The formula to calculate the mass is,

$m=V\rho$

Here,

$V$ is the volume of the plate.

$\rho$ is the density of water.

Substitute $1\text{L}$ for $V$ and $1000\text{kg}/{\text{m}}^{\text{3}}$ for $\rho$ in the above equation to find the value of $m$.

$\begin{array}{c}m=\left(1\text{L}\times \frac{{10}^{-3}{\text{m}}^3}{1\text{L}}\right)\left(1000\text{kg}/{\text{m}}^{\text{3}}\right)\\ =1\text{kg}\end{array}$

The value of the power consumed in heating is,

$P_1=0.4P$

Substitute $785.5\text{W}$ for $P$ in above equation to find the value of $P_1$.

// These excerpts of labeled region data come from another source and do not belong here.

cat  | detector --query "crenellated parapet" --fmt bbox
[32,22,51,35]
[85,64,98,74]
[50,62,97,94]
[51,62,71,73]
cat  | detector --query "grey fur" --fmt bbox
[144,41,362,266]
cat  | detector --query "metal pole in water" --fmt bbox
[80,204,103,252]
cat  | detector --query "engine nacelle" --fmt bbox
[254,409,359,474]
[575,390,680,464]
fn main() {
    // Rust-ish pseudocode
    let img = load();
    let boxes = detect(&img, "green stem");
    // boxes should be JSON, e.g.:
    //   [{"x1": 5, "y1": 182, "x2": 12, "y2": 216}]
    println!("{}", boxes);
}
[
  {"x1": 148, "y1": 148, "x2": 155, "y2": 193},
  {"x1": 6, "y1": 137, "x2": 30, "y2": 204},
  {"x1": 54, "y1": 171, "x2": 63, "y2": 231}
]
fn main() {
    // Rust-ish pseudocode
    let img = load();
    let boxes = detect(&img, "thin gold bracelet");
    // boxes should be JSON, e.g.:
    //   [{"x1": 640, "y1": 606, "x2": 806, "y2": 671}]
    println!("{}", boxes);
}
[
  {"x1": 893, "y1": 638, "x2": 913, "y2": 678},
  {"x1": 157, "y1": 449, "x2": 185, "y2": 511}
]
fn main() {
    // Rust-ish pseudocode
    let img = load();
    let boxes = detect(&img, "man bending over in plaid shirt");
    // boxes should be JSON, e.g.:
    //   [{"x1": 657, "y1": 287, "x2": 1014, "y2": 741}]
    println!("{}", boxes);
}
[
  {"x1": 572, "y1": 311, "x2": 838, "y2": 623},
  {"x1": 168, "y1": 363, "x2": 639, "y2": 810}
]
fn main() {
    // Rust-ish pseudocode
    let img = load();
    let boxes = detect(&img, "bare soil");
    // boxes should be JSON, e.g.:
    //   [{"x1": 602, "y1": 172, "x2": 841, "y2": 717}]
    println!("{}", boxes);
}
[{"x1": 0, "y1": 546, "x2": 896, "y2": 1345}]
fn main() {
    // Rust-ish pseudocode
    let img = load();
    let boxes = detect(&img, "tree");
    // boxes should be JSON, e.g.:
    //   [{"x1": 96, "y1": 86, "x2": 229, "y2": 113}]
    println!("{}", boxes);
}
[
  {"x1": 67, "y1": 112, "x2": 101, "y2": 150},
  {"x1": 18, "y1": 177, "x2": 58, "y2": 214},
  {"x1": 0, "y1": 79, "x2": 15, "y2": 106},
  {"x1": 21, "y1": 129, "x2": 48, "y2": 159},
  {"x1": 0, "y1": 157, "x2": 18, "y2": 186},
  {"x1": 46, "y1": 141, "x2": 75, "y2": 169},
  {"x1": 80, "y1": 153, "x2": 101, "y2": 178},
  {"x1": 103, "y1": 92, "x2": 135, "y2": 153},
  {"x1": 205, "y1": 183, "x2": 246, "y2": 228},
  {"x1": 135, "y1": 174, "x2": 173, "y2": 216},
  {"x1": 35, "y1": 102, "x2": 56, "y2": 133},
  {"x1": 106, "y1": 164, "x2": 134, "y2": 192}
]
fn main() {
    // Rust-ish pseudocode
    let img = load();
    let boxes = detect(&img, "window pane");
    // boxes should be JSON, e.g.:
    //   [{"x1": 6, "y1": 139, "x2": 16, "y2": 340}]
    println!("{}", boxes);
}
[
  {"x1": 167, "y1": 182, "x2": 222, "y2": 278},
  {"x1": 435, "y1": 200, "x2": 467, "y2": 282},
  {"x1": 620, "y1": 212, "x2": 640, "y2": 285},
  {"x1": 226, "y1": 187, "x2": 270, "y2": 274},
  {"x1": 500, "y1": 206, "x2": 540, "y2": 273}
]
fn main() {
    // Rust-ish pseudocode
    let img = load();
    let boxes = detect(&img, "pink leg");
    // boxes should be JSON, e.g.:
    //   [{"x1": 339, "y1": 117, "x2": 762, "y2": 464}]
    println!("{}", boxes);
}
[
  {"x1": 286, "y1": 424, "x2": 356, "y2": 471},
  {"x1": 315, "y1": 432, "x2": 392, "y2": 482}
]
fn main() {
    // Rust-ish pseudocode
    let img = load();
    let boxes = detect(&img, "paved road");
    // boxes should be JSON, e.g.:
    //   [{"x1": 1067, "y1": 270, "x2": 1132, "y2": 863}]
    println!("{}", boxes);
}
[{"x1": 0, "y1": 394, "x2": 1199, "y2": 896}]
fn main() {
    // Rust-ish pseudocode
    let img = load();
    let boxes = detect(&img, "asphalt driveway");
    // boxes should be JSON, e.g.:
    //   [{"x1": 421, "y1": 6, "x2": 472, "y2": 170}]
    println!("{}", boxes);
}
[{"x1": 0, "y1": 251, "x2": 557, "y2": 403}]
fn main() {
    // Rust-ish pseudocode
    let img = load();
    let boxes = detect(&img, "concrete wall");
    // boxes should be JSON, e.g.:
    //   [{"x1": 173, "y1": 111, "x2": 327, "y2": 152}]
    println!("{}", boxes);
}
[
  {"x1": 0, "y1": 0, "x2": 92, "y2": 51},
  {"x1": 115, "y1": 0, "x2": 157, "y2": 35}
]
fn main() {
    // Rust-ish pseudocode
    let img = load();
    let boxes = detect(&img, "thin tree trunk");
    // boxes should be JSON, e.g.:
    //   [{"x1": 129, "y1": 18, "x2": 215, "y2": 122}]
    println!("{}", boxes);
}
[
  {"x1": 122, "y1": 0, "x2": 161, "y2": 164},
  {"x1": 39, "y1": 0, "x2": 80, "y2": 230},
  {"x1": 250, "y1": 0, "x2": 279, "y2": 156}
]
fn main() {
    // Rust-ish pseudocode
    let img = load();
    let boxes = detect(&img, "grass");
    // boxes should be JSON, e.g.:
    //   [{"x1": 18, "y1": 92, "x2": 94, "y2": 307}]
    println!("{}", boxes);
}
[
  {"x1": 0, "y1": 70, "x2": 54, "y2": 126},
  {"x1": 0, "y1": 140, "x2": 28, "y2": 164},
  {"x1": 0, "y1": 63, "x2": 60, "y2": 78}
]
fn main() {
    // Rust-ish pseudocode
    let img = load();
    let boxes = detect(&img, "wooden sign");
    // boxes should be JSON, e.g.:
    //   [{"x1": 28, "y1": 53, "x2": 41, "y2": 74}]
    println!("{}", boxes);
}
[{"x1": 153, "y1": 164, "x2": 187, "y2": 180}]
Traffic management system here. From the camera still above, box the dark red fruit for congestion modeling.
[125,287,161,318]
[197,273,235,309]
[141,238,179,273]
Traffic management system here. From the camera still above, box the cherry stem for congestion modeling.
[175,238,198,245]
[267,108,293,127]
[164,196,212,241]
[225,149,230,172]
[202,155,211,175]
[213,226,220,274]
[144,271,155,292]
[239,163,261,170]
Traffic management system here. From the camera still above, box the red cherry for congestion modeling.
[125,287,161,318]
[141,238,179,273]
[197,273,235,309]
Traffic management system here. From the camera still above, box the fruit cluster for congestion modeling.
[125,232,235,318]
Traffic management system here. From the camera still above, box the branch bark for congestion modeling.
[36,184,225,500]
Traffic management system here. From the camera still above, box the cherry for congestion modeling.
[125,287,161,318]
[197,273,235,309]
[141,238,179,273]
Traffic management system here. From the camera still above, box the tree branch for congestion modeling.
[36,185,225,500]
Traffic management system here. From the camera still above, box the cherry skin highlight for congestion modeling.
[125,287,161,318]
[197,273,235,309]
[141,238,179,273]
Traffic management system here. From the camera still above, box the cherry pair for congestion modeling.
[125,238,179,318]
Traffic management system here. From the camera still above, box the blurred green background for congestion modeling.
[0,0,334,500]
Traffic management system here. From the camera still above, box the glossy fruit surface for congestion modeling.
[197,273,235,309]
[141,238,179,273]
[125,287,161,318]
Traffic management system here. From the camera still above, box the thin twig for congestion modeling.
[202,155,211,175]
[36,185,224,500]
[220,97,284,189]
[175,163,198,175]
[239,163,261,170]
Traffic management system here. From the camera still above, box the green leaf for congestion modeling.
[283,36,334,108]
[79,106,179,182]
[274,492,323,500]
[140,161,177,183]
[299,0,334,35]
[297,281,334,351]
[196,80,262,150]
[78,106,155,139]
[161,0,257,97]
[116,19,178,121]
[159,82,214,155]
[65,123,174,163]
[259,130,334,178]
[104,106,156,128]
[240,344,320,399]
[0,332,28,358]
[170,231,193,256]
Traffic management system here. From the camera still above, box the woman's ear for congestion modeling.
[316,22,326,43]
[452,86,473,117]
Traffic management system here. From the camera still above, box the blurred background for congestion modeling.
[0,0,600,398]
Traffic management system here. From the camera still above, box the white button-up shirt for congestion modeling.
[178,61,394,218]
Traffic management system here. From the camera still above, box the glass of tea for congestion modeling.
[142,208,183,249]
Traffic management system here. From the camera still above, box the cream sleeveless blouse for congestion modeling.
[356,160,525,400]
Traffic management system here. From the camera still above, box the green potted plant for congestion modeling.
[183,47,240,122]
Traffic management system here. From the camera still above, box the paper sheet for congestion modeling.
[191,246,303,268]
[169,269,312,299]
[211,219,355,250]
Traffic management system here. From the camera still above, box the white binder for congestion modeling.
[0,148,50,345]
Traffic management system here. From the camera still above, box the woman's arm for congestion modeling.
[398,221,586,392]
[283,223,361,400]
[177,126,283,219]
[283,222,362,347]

$\begin{array}{c}{P}_1=0.4\left(785.5\text{W}\right)\\ =314.2\text{W}\end{array}$

Substitute $1\text{kg}$ for $m$, $4186\text{J}/\text{kg}\cdot \text{K}$ for $C$, $20°C$ for $T_2$, $100°C$ for $T_1$ and $314.2\text{W}$ for $P_1$ in the equation (3) to find the value of $t$.

$\begin{array}{c}314.2\text{W}=\left(1\text{kg}\right)\left(4186\text{J}/\text{kg}\cdot \text{K}\right)\left(\frac{100°C-100°C}{t}\right)\\ t=\frac{4186\times 80}{314.2}\\ =1066\sec \times \frac{1\min }{60\sec }\\ =17.8\min \end{array}$

Thus, the time interval to bring the water to its boiling point is $17.8\min$.

Conclusion:

Therefore, the time interval to bring the water to its boiling point is $17.8\min$.